Lily dropped her bag and coat in the front hall and walked through the house to the kitchen. Silas was bent over the stove, a knife in hand.

“Welcome home!” he said, not looking back. He was carving meat, being cautious around the bones.

“Are they home?”

“Sean is in his room. He said he was doing his homework, but I’m pretty sure he snuck the PlayStation in there again. I haven’t been able to bust him yet; you know how careful you have to be with lamb,” Silas answered, throwing a dish towel over his shoulder. Lily leaned against the island in their kitchen.

The air smelled like rosemary and long-simmered wine. Lily smelled like Gavin. The two scents mixed as she spoke.

“Mickey still at camp?”

“She should be back any minute.”

She thought about going up to Silas and sticking out her finger for a taste of his sauce, the way she used to. Pushing her face under his arm until he lifted it and made room for her.

“Any word on the house sitter?” she asked instead.

“Amanda can do it,” Silas answered. He shook a spice jar over the saucepan.

“The whole time? Six weeks is a long time for a teenager.”

“Lil, she’s just going to water the plants and get the mail. I think she can handle it.” He put down the jar and grabbed another one.

Lily looked around the kitchen. “We need to clean this place before we go.”

“We still have two weeks,” Silas said. “We’ll get it done.”

The New Hampshire Harrison home. Silas had grown up spending his summers there, and, ever since she was sixteen, Lily had spent hers there too. It was old and made lonely sounds at night, but it was beautiful. The kids loved it.

“Dinner will be ready in thirty. Wanna go ground your son while you’re waiting?” Silas asked. Lily looked up the stairs toward Sean’s room and shook her head.

“I’m going to take a quick shower first; I worked out after work.”

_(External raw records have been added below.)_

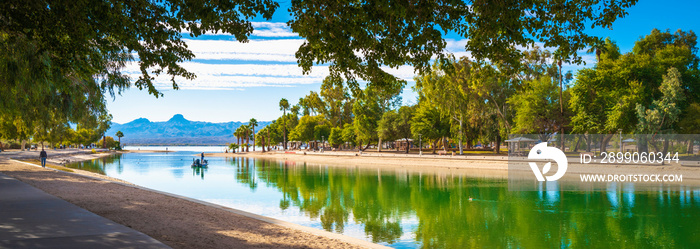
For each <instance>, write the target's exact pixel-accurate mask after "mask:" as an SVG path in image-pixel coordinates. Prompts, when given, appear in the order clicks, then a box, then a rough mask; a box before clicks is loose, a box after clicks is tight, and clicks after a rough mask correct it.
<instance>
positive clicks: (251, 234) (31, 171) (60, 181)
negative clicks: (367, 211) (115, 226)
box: [0, 160, 372, 248]
mask: <svg viewBox="0 0 700 249" xmlns="http://www.w3.org/2000/svg"><path fill="white" fill-rule="evenodd" d="M0 171H2V172H3V173H5V174H7V175H9V176H11V177H14V178H16V179H19V180H21V181H23V182H26V183H29V184H30V185H33V186H35V187H37V188H39V189H41V190H43V191H46V192H47V193H49V194H52V195H55V196H58V197H60V198H62V199H64V200H66V201H69V202H71V203H73V204H76V205H78V206H80V207H82V208H85V209H87V210H89V211H91V212H93V213H95V214H97V215H100V216H103V217H105V218H108V219H110V220H113V221H115V222H117V223H120V224H123V225H125V226H128V227H131V228H134V229H136V230H138V231H141V232H143V233H145V234H147V235H149V236H151V237H153V238H155V239H157V240H159V241H161V242H163V243H165V244H167V245H169V246H171V247H173V248H250V247H259V248H361V246H359V245H362V246H370V247H371V246H372V244H371V243H368V242H364V243H361V242H358V241H354V242H358V243H357V244H354V243H353V244H351V243H348V242H346V241H348V239H347V238H345V237H344V236H341V235H335V234H329V233H327V232H324V231H320V230H315V229H310V228H303V227H301V228H300V229H301V230H298V229H293V228H290V227H289V226H284V225H277V224H272V223H269V222H265V221H261V220H260V219H254V218H251V217H249V216H246V215H242V214H240V213H237V212H236V210H233V209H227V208H222V207H217V206H216V205H210V204H206V203H203V202H197V201H190V200H186V199H183V198H176V197H173V196H171V195H168V194H163V193H158V192H154V191H149V190H146V189H143V188H139V187H134V186H128V185H124V184H119V183H115V182H110V181H102V180H98V179H93V178H87V177H83V176H80V175H76V174H71V173H65V172H61V171H54V170H49V169H43V168H40V167H36V166H30V165H26V164H25V163H21V162H15V161H10V160H0ZM263 219H264V217H263ZM292 226H293V225H292ZM302 230H303V231H302ZM314 231H318V232H314ZM338 238H340V239H338ZM341 239H342V241H341ZM350 241H353V240H352V239H350Z"/></svg>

Silas turned to face her, and it caught her off guard. Sometimes, in movement, Silas looked exactly like the boy she fell in love with. When he was still, she noticed the way the skin around his eyes had begun to pucker, as if already starting the slow migration into the ground. But when he was in motion, she noticed only his eyes: kindergartners’ sky blue, so fiercely blue that the marker bleeds right through the page. Those hadn’t changed since high school. In fact, they looked even brighter behind his slightly graying hair.

Lily thought about Gavin’s hands on her that afternoon. The way he grabbed for her, reached for her. Like she was the surface and he was drowning.

“What kind of workout did you do?”

Lily’s heart kicked up a notch, but only a notch. Sometimes she wondered which would be worse: to get caught, or not to.

“Treadmill,” she answered.

“You look good.”

He didn’t come near her, but he looked like maybe he wanted to.

“Well, someone’s gotta fix what those monsters of ours did to me,” Lily said, her palm slick on the banister.

“Twenty-five minutes,” Silas said before turning back to the stove.

Lily stopped in front of Sean’s door, listening to the hacks and slashes of the PlayStation. He would hear from her later, she thought. Just as soon as she washed the spit from her thighs.





PEYOTE





MY MONITOR BEEPED, AND I clicked out of the Harrisons’ to check my inbox. It was a Spec Three, my personal favorite. I hadn’t been at this job for too long, but it was long enough to know which people were my favorites. For Hell, I mean. Not for socializing.

I clicked on the message, and the video came up.

“Please,” a girl said, her hands pressed together on the top of a mailbox. The rest of the scene filled in around her: a tree-lined street, dappled sunlight glinting off the windows of big houses. “Please, please let me get in. My mom will kill me if I don’t get in. Please, please, God, or whoever is listening: I’ll do whatever you want if you just let me get in.”